= Conand (mythology) =

Fomorian leader

In Irish mythology, Conand (a.k.a. Conann and Conaing), was a leader of the Fomorians who lived in a tower on Tory Island. He oppressed the followers of Nemed, demanding a huge tribute of their produce and children. Eventually Nemed's people rose up and killed him, destroying his tower. After his death, Morc, another Fomorian massacred Nemed's surviving followers.

== Conand's Tower ==

According to the Lebor Gabála Érenn Conand mac Febair (son of Febar) and Morc mac Deled (son of Dela) imposed a heavy tax on the clan of Nemed, demanding two-thirds of their wheat, milk, and offspring, which were due every Samain at the plain called Mag Cetne. The oppressed attacked from the sea with a host of 30,000 headed by three champions, grandsons and great-grandsons of Nemed, and overcame Conand and his host of 30,000 at Conand's Tower (later called Torinis Cetne). Morc subsequently arrived with a fleet of sixty ships to retake the tower from the people of Nemed, and mutual annihilation ensued, forcing the Nemedian folk into diaspora out of Ireland.

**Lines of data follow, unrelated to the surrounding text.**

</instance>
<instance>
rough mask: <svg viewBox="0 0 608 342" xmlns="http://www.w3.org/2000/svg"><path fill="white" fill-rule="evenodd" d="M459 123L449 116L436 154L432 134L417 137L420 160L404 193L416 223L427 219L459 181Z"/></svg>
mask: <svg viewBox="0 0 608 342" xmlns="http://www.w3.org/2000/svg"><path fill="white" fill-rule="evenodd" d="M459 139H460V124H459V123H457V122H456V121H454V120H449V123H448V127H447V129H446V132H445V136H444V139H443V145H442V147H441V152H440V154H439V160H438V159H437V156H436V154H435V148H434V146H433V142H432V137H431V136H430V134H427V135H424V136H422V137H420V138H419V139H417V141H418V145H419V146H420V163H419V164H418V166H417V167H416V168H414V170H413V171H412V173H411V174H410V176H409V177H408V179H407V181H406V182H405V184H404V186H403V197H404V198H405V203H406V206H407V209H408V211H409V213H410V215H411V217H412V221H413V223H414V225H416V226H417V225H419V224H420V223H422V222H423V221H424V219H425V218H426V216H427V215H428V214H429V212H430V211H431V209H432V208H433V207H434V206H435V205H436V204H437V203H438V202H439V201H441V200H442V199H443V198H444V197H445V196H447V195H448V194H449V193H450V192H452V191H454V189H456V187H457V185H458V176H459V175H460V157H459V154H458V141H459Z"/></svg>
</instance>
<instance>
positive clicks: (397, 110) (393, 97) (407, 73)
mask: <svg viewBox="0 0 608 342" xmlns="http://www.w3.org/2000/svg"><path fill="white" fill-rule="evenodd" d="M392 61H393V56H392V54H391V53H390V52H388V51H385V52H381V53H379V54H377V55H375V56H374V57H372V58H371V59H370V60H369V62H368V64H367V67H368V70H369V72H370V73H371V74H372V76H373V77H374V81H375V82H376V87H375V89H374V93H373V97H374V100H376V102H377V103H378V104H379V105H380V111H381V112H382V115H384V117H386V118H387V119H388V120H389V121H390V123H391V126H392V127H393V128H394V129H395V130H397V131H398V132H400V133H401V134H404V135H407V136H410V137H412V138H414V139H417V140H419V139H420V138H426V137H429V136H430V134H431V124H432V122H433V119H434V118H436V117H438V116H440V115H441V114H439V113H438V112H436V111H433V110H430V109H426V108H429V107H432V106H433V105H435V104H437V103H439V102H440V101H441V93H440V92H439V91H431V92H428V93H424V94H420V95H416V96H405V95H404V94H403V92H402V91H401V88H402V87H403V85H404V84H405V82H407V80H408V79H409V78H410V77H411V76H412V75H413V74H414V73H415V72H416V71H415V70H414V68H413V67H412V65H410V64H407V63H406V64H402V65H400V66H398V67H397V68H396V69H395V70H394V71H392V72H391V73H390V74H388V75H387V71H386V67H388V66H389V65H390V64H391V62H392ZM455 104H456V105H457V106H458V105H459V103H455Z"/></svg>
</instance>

The tale was embellished by Mícheál Ó Cléirigh in the Annals of the Four Masters recension of the Lebor Gabála, whereby the Nemedian folk obtain assistance from Greece in the form of venomous beasts, and a woman spy named Relbeo. She infiltrates the tower and gains Conand's trust, obtaining crucial intelligence on how to tactically assault the tower. R. A. S. Macalister states Ó Cléirigh invented this seemingly out of thin air, and it would be a futile exercise to second guess what source he may have plagiarized.

===Localization===
It had almost become conventional wisdom to identify the location of this Conand's tower at Tory Island, ever since the publication of O'Flaherty's Ogygia, but this has been disputed by Henry Morris (Énrí Ó Muirgheasa). Morris argued that the plain where the taxes were collected (Mag Cetne) was properly to be located in County Sligo, south of the Duff River, and not in County Donegal between the Drowes River (Drobhais) and Erne River as Geoffrey Keating indicated. Morris consequently proposed a small island off the coast, called Derinish, corrupted from Tor-Inis. Macalister commends the effort, while noting that such a treatise can hardly hope to carry conclusive proof.